- I drove Toyota’s first mass-market electric vehicle, the bZ4X SUV.
- It’s so-so range and slow charging speeds can’t compete with the popular Tesla Model Y.
- But if you don’t plan on taking long trips, the bZ4X may be a perfectly fine choice.
For the longest time, if you wanted an electric car the obvious choice was a Tesla. That’s changing fast.
Toyota, the world’s largest car company by sales, recently rolled out its first mass-market electric vehicle: the bZ4X SUV.
But does it have what it takes to steer buyers away from Tesla’s utterly dominant Model Y? Or is the one-time pioneer of hybrid cars lagging behind the competition?
After driving both models, I’m convinced it’s the latter.
They’re pretty even on price
Let’s start with the basics.

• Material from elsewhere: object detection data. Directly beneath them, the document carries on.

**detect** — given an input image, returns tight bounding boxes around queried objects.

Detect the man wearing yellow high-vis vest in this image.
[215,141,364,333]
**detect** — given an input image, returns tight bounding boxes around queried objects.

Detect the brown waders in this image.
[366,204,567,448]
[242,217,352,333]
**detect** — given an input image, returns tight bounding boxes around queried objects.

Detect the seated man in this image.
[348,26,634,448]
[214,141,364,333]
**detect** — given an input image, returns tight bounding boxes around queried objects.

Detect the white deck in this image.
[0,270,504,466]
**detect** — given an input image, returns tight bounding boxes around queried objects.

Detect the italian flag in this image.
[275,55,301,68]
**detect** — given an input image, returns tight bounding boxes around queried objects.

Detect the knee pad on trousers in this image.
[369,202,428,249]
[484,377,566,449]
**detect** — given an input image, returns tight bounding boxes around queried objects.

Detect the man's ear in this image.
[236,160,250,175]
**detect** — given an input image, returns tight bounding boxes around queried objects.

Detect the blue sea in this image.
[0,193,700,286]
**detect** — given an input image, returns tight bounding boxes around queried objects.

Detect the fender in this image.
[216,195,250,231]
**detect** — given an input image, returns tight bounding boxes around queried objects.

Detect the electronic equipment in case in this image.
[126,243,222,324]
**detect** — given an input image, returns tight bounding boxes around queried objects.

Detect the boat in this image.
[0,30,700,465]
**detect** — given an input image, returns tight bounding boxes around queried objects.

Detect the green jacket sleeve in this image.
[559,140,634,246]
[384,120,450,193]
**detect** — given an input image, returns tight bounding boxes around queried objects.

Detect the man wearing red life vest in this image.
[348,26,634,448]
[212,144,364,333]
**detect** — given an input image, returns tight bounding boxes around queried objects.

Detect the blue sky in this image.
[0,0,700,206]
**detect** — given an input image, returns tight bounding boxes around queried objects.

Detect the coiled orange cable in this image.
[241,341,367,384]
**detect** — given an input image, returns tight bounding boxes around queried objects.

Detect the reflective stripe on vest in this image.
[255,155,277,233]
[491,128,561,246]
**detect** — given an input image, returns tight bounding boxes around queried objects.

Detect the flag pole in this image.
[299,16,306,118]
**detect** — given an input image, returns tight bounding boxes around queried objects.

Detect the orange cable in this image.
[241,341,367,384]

The Model Y (which has benefited from several price cuts this year) and the bZ4X are pretty comparable on price.
The Toyota starts at $42,000, while the Tesla clocks in at $46,990. Subtract a $7,500 tax credit which the Tesla qualifies for and you’re left with less than $40,000. There are more expensive, more capable versions of both SUVs, too. All Model Ys have all-wheel drive, while you need to pay around $2,000 extra for that in the bZ4X.
Toyota lent me a bZ4X AWD Limited (the fancier trim option) that would retail for $52,000. The Model Y Long Range I drove costs $49,990.
The Tesla has better range
When it comes to range for your dollar, Tesla has Toyota beat.
The Toyota has an EPA rating of up to 252 miles. Not too shabby. But the all-wheel-drive version I drove returns a skimpy 222. (A second motor driving the front wheels adds weight and sucks up more energy.)
The Model Y Long Range earns a rating of 330 miles, while the base model gets 279. EPA ratings aren’t everything — and they don’t translate perfectly to real-world conditions — but they hint at what you can expect.
The Toyota charges slowly
The so-so range wouldn’t be a big deal if the bZ4X could charge super quickly. But it can’t.
The bZ4X AWD can accept a maximum of 100 kilowatts from a fast-charging station, while the front-wheel-drive models can charge at 150 kilowatts. The Model Y can do more than 200 kilowatts, and owners benefit from seamless charging through Tesla’s Supercharger network. The more kilowatts a vehicle can take in, the faster its battery can be topped up.
Toyota slows charging speeds to preserve the longevity of its battery packs, a spokesperson said. (Repeated fast-charging can wear out a battery quicker.) As I learned on a recent road trip with the bZ4X, that engineering decision can lead to some painfully long pit stops that drag out a long drive.
The Tesla wins out on cargo space
One of the Model Y’s strengths is interior space. Tesla has figured out how to take advantage of electrification to maximize passenger and cargo room.
The Model Y offers up 76.2 cubic feet of cargo space, while the bZ4X comes in at 56.9. And the Tesla’s spacious front trunk (which you don’t get in the bZ4X) might have something to do with it.
There are still a few reasons why you might like a bZ4X
Tesla’s calling card has always been a big touchscreen packed with interesting features. Fun fact: Elon Musk’s Model S debuted with a big touchscreen before the iPad hit Apple store shelves.
If you’re the type who always upgrades to the newest iPhone the instant it comes out, you’ll probably love a Tesla. But if you’re put off by the idea of using a screen for everything instead of regular switches, the bZ4X is a more familiar option. While a Tesla might feel like a spaceship to some, the Toyota is designed not to scare away anybody making the transition from a combustion-engine vehicle.
The quick Model Y is more exciting to drive, but its stiff suspension sometimes makes for a bumpy ride. The Toyota is more comfortable day-to-day.
If you don’t plan to drive long distances or rely on public charging much, the bZ4X may check all your boxes.